Brain waves play a fundamental role in diverting resources

Sep 27, 2011 23:01 GMT  ·  By

Massachusetts Institute of Technology (MIT) neuroscientists say that they now know more about how the brain behaves when certain tasks become routine. Their study was focused on observing how the frequency of brain waves shifts once a newly-learned task is mastered.

This ability the human brain has, of diverting resources from processes it has already performed successfully in the past to new challenges, is absolutely remarkable. Trivial action that have been performed before are run simply as background processes after a while.

Researchers are very interested in knowing exactly how this shift in priority occurs, so numerous studies have been conducted on the issue up until now. Still, the much-awaited breakthrough failed to arrive. The new MIT research finally provides a breath of fresh air into this field of research.
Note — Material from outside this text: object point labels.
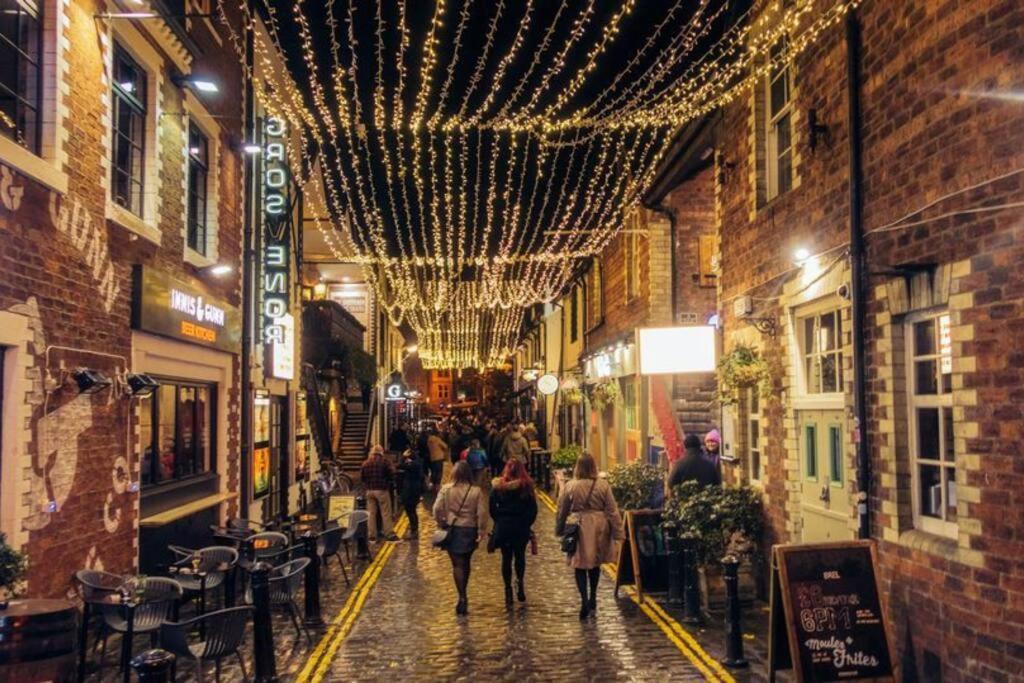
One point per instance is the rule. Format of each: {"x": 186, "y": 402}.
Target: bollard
{"x": 266, "y": 668}
{"x": 313, "y": 619}
{"x": 361, "y": 547}
{"x": 154, "y": 667}
{"x": 675, "y": 558}
{"x": 733, "y": 629}
{"x": 691, "y": 590}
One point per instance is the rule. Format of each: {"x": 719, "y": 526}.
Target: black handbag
{"x": 570, "y": 535}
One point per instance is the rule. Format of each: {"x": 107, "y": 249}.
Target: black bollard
{"x": 313, "y": 619}
{"x": 691, "y": 590}
{"x": 675, "y": 560}
{"x": 263, "y": 656}
{"x": 733, "y": 629}
{"x": 154, "y": 667}
{"x": 361, "y": 547}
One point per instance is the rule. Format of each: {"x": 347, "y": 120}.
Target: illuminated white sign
{"x": 673, "y": 350}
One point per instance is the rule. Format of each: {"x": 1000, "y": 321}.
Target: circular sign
{"x": 547, "y": 384}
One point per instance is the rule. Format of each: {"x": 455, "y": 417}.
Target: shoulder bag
{"x": 570, "y": 537}
{"x": 440, "y": 537}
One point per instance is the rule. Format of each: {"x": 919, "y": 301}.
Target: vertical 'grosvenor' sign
{"x": 278, "y": 333}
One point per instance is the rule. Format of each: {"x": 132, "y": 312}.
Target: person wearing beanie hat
{"x": 713, "y": 447}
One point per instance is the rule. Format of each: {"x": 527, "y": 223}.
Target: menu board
{"x": 643, "y": 557}
{"x": 827, "y": 621}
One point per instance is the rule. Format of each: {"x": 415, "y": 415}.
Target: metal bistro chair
{"x": 224, "y": 630}
{"x": 214, "y": 561}
{"x": 153, "y": 605}
{"x": 285, "y": 583}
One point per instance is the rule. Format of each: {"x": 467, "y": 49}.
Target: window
{"x": 129, "y": 96}
{"x": 198, "y": 171}
{"x": 20, "y": 57}
{"x": 778, "y": 123}
{"x": 821, "y": 346}
{"x": 754, "y": 432}
{"x": 930, "y": 385}
{"x": 176, "y": 432}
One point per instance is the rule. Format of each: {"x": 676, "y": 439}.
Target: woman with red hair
{"x": 513, "y": 508}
The team decided to analyze brain waves, in hopes that these rhythmic fluctuations in the overall electrical activity the brain displays would lead them to their goal. The role played by brain waves in processes such as memory and learning has never been analyzed in detail.
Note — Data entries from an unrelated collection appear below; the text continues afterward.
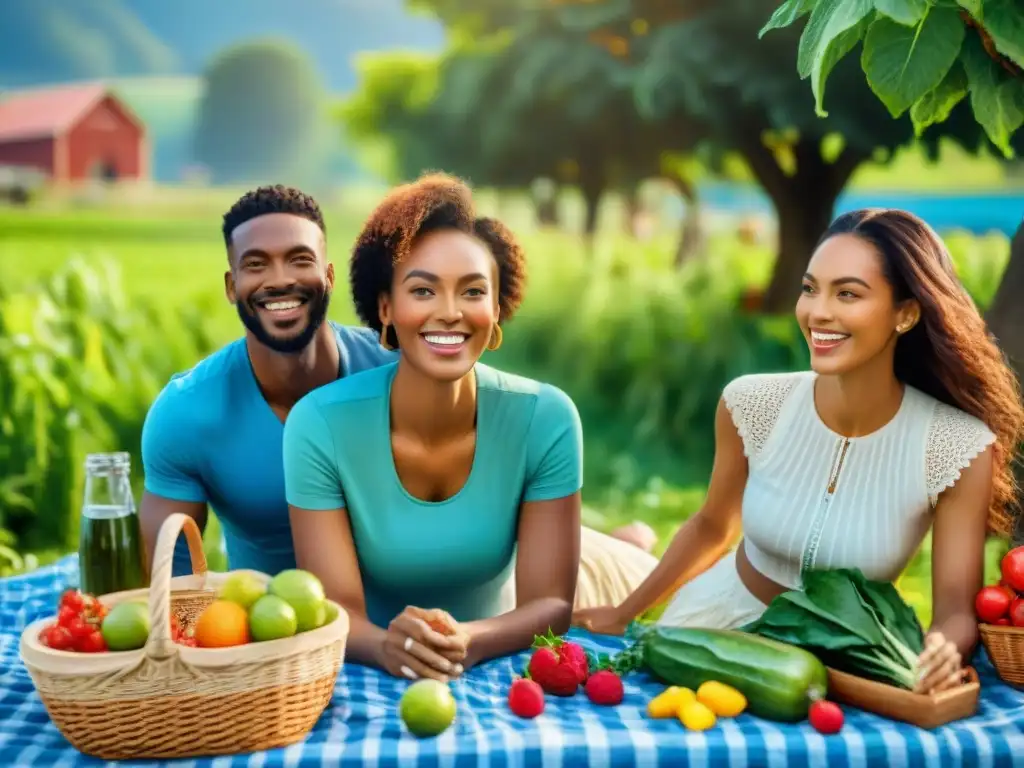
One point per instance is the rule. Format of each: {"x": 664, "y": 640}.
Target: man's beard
{"x": 317, "y": 301}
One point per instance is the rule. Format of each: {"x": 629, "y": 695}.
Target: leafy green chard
{"x": 851, "y": 623}
{"x": 921, "y": 56}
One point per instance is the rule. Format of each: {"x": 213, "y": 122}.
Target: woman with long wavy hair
{"x": 908, "y": 421}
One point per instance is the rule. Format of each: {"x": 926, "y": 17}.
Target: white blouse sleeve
{"x": 954, "y": 438}
{"x": 755, "y": 401}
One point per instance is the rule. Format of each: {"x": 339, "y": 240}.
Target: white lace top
{"x": 887, "y": 484}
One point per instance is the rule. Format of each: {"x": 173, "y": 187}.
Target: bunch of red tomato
{"x": 1003, "y": 603}
{"x": 78, "y": 626}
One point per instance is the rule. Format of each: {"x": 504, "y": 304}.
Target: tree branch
{"x": 762, "y": 162}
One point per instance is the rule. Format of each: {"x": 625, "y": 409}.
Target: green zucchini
{"x": 779, "y": 681}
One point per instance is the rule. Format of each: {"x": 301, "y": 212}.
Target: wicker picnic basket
{"x": 168, "y": 700}
{"x": 1006, "y": 648}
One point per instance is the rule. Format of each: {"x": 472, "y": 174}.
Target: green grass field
{"x": 614, "y": 324}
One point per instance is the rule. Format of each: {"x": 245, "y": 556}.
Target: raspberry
{"x": 542, "y": 664}
{"x": 525, "y": 698}
{"x": 604, "y": 687}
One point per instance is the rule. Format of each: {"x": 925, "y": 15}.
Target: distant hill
{"x": 45, "y": 41}
{"x": 153, "y": 52}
What the neuroscientists discovered was that two of these rhythms tend to undergo a switch at the moment an activity is learned, or mastered. As such, this change may play a critical role in underlying the way in which the brain learns habitual behavior.
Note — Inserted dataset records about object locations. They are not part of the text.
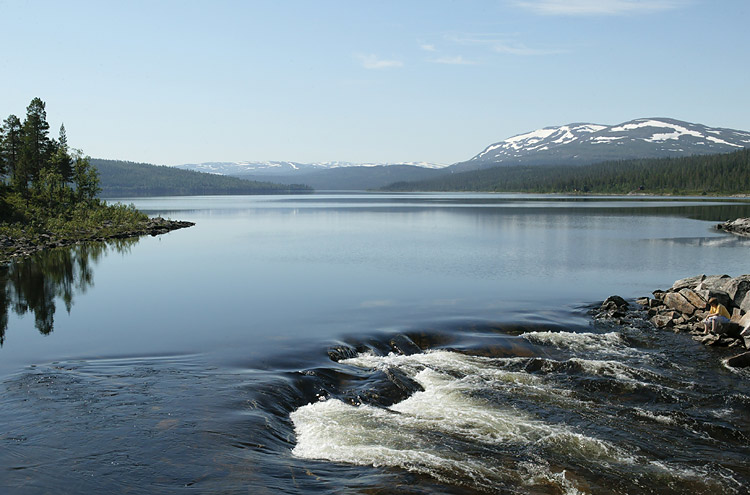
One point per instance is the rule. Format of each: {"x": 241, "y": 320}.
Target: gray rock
{"x": 693, "y": 298}
{"x": 713, "y": 282}
{"x": 689, "y": 282}
{"x": 740, "y": 360}
{"x": 737, "y": 288}
{"x": 662, "y": 321}
{"x": 740, "y": 226}
{"x": 677, "y": 301}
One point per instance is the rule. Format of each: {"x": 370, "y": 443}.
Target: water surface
{"x": 201, "y": 359}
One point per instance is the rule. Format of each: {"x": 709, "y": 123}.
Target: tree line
{"x": 128, "y": 179}
{"x": 39, "y": 169}
{"x": 720, "y": 174}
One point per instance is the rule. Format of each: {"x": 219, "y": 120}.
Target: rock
{"x": 677, "y": 301}
{"x": 404, "y": 345}
{"x": 744, "y": 322}
{"x": 740, "y": 226}
{"x": 720, "y": 295}
{"x": 712, "y": 282}
{"x": 662, "y": 321}
{"x": 709, "y": 339}
{"x": 690, "y": 282}
{"x": 737, "y": 288}
{"x": 740, "y": 360}
{"x": 694, "y": 298}
{"x": 644, "y": 301}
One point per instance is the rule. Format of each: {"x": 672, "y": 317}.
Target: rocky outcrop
{"x": 741, "y": 226}
{"x": 683, "y": 307}
{"x": 15, "y": 247}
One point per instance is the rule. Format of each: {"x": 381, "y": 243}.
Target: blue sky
{"x": 172, "y": 82}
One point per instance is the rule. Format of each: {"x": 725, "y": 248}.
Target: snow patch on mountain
{"x": 586, "y": 143}
{"x": 286, "y": 167}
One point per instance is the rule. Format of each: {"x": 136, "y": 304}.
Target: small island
{"x": 683, "y": 307}
{"x": 48, "y": 193}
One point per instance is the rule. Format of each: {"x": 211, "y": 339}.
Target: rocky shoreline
{"x": 683, "y": 307}
{"x": 740, "y": 226}
{"x": 13, "y": 248}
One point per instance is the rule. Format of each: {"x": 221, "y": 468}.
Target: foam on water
{"x": 429, "y": 431}
{"x": 466, "y": 426}
{"x": 611, "y": 343}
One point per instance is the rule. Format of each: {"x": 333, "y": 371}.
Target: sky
{"x": 175, "y": 82}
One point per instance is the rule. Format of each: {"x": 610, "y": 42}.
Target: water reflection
{"x": 35, "y": 284}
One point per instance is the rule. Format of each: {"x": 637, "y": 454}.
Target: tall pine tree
{"x": 61, "y": 160}
{"x": 36, "y": 145}
{"x": 10, "y": 146}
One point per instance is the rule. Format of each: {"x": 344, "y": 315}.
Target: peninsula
{"x": 48, "y": 193}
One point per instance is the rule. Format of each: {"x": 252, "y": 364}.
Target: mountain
{"x": 716, "y": 174}
{"x": 353, "y": 178}
{"x": 121, "y": 178}
{"x": 276, "y": 168}
{"x": 582, "y": 143}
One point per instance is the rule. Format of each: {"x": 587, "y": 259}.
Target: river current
{"x": 367, "y": 343}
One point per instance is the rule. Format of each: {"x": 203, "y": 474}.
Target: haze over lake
{"x": 198, "y": 359}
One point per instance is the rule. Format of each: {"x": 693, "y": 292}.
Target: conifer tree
{"x": 61, "y": 160}
{"x": 10, "y": 146}
{"x": 35, "y": 145}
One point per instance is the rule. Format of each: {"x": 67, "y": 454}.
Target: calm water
{"x": 371, "y": 343}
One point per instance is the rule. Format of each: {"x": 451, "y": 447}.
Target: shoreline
{"x": 683, "y": 307}
{"x": 23, "y": 247}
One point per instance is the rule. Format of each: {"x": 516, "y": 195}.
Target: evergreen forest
{"x": 721, "y": 174}
{"x": 129, "y": 179}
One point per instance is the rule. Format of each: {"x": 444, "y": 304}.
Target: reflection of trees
{"x": 34, "y": 284}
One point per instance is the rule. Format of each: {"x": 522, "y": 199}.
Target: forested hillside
{"x": 355, "y": 178}
{"x": 705, "y": 174}
{"x": 121, "y": 178}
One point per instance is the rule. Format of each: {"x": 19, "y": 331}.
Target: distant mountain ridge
{"x": 586, "y": 143}
{"x": 276, "y": 168}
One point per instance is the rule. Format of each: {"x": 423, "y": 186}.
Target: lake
{"x": 372, "y": 343}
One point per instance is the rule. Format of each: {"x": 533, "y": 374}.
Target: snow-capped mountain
{"x": 284, "y": 168}
{"x": 582, "y": 143}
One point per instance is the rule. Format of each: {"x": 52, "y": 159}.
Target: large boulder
{"x": 740, "y": 360}
{"x": 690, "y": 282}
{"x": 678, "y": 302}
{"x": 694, "y": 298}
{"x": 740, "y": 226}
{"x": 715, "y": 282}
{"x": 737, "y": 289}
Details of the new study were published in this week's issue of the esteemed journal Proceedings of the National Academy of Sciences (PNAS). The work was carried out on lab rats, which were placed in a maze, and left to their own devices until they learned its corridors.

While the animals were roaming the maze, experts surveyed brain regions that control habit formation. MIT experts learned that brain waves in these areas were fast and chaotic when the rats were first exposed to the maze. As the animals learned, the brain waves became slower and synchronized.

MIT Institute professor Ann Graybiel, who was also the senior author of the PNAS paper, believes that this shift from chaotic to synchronized brain waves in these areas are an indicator that a certain behavior has been learned.

“Although there has been a lot of work on studying brain oscillations, there’s really no work looking at how oscillations in different frequency bands impact different parts of the learning process, and that’s what this paper does,” researcher Michael Frank comments.

The expert, who was not a part of the study, holds an appointment as an associate professor of cognitive, linguistic and psychological sciences at the Brown University.